= Cuto (comic) =

Series of comics by Jesús Blasco

Cuto is a series of comics created by Jesús Blasco in 1935 and published during 1940 and 1950 in the magazine called Chicos. Cuto is the most emblematic comic character in the history of Spanish comics, it has been compared to Tintin.

== Fictional character biography ==

Cuto is a Spanish boy, living in San Francisco, California. He works as a journalist, fact that leads him to getting caught up in police intrigues or international espionage. His adventures take place in exotic places and there are no or a few references to Spain, other than the character's nationality.

== Publishing trajectory ==

Blasco returns to Barcelona in 1940 after a period in a French concentration camp, starts working in the magazine "Chicos", directed by Consuelo Gil. The cartoonist reuses the character for this publication. Because of the lack of paper, he will produce three quarters of the series without being able to delete or retouch any page. A lot of these series were lost.

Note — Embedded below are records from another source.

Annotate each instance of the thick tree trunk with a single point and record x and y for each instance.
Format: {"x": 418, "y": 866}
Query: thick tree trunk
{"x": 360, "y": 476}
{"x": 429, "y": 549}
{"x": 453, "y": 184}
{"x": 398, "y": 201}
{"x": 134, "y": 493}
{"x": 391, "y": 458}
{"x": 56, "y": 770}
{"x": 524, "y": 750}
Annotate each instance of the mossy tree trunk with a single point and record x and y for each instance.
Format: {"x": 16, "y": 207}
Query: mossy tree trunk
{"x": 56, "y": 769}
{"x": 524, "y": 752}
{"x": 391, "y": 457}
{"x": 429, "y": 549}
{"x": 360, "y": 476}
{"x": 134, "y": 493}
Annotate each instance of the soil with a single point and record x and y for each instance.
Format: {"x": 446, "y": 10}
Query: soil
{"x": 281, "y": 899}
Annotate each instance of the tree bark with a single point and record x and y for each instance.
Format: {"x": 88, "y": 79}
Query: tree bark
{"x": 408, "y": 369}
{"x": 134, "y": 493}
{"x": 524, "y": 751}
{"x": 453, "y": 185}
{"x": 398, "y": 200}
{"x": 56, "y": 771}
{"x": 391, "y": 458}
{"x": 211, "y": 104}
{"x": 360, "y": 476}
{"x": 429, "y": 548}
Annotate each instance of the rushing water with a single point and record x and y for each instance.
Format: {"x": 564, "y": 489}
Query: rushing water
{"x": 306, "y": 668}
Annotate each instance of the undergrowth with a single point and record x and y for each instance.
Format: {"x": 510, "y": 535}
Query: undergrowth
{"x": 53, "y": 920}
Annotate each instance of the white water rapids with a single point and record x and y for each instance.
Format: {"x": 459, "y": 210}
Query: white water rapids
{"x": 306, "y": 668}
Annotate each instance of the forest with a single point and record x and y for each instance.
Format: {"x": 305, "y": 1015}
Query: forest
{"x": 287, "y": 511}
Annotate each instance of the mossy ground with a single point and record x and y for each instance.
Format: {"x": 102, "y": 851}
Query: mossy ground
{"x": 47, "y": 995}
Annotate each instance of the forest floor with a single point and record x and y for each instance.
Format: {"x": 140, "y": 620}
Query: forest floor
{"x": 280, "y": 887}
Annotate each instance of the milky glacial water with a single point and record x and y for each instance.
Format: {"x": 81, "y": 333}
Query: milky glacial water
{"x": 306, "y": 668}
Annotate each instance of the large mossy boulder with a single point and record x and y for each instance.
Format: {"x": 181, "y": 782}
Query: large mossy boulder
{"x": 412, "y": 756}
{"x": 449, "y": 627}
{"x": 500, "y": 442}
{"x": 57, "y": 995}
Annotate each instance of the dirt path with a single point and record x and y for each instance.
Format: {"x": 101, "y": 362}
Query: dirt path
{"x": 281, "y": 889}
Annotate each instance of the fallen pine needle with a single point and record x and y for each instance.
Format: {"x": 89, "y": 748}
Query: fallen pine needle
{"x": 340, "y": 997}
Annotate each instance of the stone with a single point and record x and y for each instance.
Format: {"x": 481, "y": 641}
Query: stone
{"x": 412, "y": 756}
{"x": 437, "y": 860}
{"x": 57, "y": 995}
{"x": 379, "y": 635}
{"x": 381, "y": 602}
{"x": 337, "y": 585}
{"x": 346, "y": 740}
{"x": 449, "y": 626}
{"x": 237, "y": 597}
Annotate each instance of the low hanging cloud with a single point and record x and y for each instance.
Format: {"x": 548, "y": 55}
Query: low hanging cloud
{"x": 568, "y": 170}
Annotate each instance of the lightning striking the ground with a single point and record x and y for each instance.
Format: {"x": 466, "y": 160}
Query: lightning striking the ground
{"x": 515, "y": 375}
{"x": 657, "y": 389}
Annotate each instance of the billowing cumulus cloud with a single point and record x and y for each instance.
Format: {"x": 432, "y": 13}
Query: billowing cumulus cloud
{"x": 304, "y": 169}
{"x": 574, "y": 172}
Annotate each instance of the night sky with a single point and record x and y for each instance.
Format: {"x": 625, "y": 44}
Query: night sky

The first adventure of Cuto is "El Pequeño Policía" (16 p., number 143 to 158 of Chicos, 1940 to 3/41), where he works as a newsboy in New York City. The next comic was "Sin Rumbo" (, number 161 to 202 of "Chicos", 2/04/1941 to 25/02/42), takes place in India and Alaska, "El Pájaro Azul (Cuto héroe del aire)" (comic of 44 p., Ediciones Chicos, 1942) and "El Mundo Perdido" (59 p., number 206 to 267 of "Chicos", 25/03/1942 to 15/09/43), where Cuto travels to Egypt.

In the mid-1940s, "Tragedia en Oriente" (numbers 343 to 383 of "Chicos", 7/03/1945 to 28/04/1946) and "En los dominios de los sioux" (numbers 385 to 448 of "Chicos", 12/05/1946 to 3/08/1947) are published. Cuto is a teenager and the comic was a national phenomenon.